Opinión

El poeta de la luz

Sin darnos cuenta todos somos un poco griegos y amamantamos la esencia de esa raza. Allí nació una de las cualidades que hizo al hombre universal: el diálogo. Es decir, el pensamiento compartido.
Jorge Luis Borges cuenta cómo unos seiscientos años antes de la era cristiana se dio en la Magna Grecia la mejor historia posible: el descubrimiento del diálogo.
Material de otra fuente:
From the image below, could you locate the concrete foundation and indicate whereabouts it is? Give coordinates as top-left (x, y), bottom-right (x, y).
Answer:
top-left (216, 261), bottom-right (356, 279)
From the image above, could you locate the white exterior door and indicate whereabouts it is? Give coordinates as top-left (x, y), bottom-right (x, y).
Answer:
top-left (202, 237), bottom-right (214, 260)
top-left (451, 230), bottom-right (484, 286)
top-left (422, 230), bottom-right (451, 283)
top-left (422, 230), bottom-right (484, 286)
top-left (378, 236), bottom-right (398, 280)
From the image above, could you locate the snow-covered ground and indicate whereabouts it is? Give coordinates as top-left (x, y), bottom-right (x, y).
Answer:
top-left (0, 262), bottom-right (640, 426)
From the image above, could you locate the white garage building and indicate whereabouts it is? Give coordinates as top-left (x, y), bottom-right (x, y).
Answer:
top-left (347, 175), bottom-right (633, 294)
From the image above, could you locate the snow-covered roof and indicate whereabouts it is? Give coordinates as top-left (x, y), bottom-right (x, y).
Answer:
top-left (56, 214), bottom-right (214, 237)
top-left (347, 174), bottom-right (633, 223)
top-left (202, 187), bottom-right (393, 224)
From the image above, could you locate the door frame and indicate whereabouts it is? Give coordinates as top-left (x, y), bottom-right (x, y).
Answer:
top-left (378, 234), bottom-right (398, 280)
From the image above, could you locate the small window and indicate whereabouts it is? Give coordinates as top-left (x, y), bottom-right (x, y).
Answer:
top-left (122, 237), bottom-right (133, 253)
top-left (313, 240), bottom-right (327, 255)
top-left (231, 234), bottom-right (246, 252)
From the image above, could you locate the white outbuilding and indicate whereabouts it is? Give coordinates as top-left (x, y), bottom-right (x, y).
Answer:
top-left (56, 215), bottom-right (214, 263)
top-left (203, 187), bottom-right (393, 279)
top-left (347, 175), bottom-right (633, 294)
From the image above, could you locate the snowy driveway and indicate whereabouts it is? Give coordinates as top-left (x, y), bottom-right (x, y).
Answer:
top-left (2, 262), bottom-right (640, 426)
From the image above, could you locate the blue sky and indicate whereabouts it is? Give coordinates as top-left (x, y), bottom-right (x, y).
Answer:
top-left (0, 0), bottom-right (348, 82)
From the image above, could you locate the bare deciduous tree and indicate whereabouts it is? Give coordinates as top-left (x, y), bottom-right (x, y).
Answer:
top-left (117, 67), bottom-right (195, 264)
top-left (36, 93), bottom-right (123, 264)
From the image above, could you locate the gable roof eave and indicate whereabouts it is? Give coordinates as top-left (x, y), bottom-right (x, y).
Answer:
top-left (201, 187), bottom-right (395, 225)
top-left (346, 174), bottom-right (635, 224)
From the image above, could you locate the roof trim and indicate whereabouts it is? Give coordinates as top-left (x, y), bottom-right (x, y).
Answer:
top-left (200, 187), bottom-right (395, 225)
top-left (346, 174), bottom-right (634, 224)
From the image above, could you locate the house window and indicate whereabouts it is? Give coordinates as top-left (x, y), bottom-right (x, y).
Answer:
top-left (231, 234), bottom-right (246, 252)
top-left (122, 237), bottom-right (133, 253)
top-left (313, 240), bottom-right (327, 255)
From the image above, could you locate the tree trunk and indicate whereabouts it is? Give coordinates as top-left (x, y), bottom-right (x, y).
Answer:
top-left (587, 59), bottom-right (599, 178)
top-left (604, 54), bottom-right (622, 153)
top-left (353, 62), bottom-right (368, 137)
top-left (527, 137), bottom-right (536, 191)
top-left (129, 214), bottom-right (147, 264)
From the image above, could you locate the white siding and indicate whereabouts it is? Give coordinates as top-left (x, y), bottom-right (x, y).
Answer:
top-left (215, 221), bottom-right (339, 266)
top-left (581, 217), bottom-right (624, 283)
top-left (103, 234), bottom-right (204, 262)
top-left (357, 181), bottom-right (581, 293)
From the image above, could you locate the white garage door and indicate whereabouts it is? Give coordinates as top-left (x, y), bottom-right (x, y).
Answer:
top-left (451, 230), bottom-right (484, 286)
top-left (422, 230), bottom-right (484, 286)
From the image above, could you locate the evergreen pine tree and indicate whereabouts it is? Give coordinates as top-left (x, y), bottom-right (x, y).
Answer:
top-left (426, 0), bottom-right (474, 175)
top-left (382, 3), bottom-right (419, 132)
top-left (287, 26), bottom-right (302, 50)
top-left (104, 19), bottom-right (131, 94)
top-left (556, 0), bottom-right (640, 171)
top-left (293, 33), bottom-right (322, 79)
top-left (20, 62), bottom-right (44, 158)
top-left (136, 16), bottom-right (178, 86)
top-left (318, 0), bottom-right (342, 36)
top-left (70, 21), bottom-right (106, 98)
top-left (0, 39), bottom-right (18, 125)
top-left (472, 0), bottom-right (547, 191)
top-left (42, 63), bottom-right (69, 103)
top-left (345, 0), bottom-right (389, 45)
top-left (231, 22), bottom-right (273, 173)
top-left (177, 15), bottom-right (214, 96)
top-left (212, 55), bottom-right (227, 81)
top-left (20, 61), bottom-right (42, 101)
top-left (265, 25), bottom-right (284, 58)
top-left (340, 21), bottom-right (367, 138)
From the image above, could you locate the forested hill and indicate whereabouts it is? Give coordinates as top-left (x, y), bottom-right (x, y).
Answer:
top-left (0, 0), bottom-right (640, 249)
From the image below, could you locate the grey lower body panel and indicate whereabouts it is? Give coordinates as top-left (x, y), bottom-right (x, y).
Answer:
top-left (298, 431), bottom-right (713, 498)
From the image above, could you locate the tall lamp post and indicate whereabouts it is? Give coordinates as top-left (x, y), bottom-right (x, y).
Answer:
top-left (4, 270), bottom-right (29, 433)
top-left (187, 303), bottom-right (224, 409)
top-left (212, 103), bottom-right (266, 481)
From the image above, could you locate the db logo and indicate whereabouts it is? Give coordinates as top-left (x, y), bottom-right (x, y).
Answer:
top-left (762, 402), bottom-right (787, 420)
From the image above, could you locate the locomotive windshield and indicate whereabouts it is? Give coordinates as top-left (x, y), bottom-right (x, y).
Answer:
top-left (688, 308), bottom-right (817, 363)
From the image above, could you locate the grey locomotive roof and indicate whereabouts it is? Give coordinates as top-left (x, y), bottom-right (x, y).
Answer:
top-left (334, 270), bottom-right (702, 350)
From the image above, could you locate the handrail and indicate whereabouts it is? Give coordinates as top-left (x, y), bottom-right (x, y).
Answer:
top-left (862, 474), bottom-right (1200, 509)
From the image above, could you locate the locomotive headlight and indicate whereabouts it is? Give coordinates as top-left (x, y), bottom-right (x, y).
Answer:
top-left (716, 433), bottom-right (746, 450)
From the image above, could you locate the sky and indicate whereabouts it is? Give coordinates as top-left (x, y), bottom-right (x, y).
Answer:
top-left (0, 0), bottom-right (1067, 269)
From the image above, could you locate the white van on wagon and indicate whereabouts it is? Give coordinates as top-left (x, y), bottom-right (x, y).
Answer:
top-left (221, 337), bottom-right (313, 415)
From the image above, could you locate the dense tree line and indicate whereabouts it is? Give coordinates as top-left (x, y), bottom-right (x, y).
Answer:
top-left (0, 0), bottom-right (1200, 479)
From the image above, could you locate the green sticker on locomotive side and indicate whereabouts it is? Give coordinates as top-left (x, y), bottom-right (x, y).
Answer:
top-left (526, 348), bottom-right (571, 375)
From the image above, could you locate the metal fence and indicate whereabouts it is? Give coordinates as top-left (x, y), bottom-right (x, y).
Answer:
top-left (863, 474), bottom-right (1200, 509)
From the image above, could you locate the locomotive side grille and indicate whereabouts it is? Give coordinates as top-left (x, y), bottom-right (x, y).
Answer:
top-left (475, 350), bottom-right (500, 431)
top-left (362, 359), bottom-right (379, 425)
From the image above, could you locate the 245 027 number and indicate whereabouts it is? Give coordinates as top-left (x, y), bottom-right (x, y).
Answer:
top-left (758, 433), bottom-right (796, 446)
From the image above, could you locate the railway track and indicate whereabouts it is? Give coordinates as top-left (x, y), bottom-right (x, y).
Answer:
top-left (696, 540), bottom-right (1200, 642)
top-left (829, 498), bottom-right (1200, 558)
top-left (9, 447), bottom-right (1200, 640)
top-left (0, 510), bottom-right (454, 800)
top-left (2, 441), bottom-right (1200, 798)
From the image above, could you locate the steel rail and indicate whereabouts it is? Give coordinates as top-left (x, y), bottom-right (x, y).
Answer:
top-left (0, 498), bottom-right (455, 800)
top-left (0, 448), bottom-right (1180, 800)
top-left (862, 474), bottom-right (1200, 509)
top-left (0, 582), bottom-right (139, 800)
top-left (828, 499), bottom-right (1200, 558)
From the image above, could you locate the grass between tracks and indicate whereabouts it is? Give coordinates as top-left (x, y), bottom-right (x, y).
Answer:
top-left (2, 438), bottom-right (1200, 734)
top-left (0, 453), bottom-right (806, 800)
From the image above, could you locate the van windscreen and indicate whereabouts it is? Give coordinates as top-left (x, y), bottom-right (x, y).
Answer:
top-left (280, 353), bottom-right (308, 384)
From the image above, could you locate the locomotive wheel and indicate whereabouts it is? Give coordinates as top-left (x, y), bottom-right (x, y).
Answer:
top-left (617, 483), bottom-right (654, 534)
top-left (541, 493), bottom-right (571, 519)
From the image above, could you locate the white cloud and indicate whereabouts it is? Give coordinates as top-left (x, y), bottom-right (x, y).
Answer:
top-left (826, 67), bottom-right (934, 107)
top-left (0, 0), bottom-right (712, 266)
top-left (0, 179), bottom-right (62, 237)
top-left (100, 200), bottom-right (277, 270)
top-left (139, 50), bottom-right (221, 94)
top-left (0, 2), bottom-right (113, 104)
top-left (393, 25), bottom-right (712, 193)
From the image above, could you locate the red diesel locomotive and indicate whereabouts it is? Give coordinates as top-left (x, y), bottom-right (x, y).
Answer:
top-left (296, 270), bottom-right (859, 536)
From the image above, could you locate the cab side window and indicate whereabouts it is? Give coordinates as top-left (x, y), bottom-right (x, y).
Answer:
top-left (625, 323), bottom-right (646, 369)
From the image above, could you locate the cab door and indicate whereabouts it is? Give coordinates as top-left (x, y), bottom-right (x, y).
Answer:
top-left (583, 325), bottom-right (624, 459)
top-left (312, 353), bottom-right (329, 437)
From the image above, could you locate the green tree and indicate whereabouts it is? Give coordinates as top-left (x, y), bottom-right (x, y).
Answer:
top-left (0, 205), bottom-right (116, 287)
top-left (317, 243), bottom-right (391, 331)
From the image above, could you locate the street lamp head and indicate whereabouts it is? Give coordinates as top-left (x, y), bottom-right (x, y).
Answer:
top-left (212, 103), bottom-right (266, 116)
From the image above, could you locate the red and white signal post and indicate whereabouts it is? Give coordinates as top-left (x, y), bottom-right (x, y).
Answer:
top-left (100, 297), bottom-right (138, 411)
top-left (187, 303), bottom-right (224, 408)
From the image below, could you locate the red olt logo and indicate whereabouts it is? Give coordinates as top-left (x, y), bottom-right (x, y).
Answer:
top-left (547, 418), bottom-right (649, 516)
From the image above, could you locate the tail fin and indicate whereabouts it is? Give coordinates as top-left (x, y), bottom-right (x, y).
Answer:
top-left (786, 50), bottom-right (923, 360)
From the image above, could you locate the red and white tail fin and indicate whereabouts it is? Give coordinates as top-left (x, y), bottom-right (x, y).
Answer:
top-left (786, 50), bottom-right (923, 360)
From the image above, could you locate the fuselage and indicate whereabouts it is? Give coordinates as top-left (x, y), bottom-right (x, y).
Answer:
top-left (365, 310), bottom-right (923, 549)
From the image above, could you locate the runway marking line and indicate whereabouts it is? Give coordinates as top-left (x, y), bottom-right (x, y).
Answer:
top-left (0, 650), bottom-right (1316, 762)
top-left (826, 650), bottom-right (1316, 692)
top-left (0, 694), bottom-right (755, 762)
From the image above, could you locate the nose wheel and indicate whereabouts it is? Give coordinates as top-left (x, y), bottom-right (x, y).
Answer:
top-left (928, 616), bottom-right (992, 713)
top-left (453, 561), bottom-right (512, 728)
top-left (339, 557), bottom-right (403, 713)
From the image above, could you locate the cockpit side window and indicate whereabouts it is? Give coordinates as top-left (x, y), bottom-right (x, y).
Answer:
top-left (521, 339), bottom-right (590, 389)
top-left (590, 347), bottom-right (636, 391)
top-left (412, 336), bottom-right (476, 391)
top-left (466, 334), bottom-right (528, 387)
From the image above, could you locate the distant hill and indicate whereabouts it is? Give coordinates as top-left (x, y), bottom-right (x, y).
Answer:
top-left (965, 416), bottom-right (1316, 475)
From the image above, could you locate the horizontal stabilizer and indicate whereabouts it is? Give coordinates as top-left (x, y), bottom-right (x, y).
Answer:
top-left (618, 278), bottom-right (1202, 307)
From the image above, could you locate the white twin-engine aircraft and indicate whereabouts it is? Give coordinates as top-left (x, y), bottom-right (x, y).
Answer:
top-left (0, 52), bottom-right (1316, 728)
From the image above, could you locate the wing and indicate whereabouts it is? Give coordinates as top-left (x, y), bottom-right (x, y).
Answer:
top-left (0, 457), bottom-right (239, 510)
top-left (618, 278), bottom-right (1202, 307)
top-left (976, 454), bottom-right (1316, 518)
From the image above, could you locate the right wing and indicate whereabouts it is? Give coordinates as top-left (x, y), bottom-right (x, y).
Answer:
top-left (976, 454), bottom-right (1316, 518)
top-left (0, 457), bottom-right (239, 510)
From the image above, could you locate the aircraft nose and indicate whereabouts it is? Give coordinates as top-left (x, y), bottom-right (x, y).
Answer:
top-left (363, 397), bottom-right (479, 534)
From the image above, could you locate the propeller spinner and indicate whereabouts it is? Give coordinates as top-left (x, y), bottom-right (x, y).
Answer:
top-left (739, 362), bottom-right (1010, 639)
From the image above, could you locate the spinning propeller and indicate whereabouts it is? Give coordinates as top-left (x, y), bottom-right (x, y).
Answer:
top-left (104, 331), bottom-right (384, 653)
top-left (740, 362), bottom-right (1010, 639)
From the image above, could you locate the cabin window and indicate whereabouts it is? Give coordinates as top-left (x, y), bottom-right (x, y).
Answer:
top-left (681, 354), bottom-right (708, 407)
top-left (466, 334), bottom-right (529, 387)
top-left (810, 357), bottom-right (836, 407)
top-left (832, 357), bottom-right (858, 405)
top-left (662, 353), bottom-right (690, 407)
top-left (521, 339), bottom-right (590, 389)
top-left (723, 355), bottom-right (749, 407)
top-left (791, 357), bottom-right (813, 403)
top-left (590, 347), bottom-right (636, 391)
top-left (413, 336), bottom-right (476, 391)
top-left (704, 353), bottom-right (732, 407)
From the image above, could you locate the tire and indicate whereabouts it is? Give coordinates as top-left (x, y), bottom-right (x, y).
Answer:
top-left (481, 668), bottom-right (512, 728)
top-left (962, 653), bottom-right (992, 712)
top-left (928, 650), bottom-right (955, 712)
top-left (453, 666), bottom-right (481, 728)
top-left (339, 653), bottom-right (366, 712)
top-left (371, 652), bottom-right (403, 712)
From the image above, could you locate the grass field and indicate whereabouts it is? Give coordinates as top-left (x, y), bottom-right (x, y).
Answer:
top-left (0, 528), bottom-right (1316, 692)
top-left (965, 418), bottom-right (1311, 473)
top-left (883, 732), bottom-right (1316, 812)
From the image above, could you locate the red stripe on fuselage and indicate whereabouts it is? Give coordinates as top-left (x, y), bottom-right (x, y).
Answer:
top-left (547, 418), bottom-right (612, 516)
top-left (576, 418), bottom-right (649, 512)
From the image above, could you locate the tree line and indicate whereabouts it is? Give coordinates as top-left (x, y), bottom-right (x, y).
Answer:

Sin darnos cuenta todos somos un poco griegos y amamantamos la esencia de esa raza. Allí nació una de las cualidades que hizo al hombre universal: el diálogo. Es decir, el pensamiento compartido.
Jorge Luis Borges cuenta cómo unos seiscientos años antes de la era cristiana se dio en la Magna Grecia la mejor historia posible: el descubrimiento del diálogo.
“La fe, los dogmas, los anatemas, las plegarias, las prohibiciones, las órdenes, las tiranías, las guerras y las glorias abrumaban el orden; algunos griegos contrajeron, la singular costumbre de conversar. Dudaron, persuadieron, disintieron, cambiaron de opinión, aplazaron. Acaso los ayudó su mitología, que era, como el Shinto, un conjunto de fábulas imprecisas y de cosmogonías variables. Esas dispersas conjeturas fueron la primera raíz de lo que llamamos hoy, no sin pompa, metafísica”. Y finaliza recordándonos: “Sin esos pocos griegos conversadores, la cultura occidental es inconcebible”.
Ante esa poderosa causa, uno mira el país con respeto, al estar parte de nuestra memoria allí, entre los pliegues de sus sinuosas ondulaciones. Y más en estos momentos en que la crisis económica la aplasta de una manera miserable e injusta.
De esa Grecia actual aún nos envuelve el aire y las costas de Creta, brumosas en la lejanía camino de Chipre. Allí, en fecha lejana, acudimos a sembrar pinos negros y a bañarnos en aceite de oliva, para que los dioses nos fueran propicios.
Fue una ceremonia como aquella otra recreada por Curzio Malaparte Falconio (Kurt Erich Suckert) en la Torre del Greco, pero más pura. En lugar de efebos pariendo a la pálida luz de la luna, había mujeres con pechos igual a cántaros de leche y pasión carnal desatada.
De aquella ceremonia salimos mucho más claros a los sopores de la vida.
Desde el mar uno contempla como al cambiar la luz del día, también lo hace Creta, y así, tras un blanco translúcido, viene un manto de sombras, ahora rojas, ahora grises. Aquel anochecer el viento era suave y preñado de nostalgia.
Las cercanas rocas de mármol nos llamaban, pero igual a Ulises, nos hicimos sordos dolientes.
En unas calendas de Bufalino se lee: “Es curioso cómo el tiempo finge correr... y por el contrario está parado”.
Nos estamos dando cuenta: es la vida evaporándose.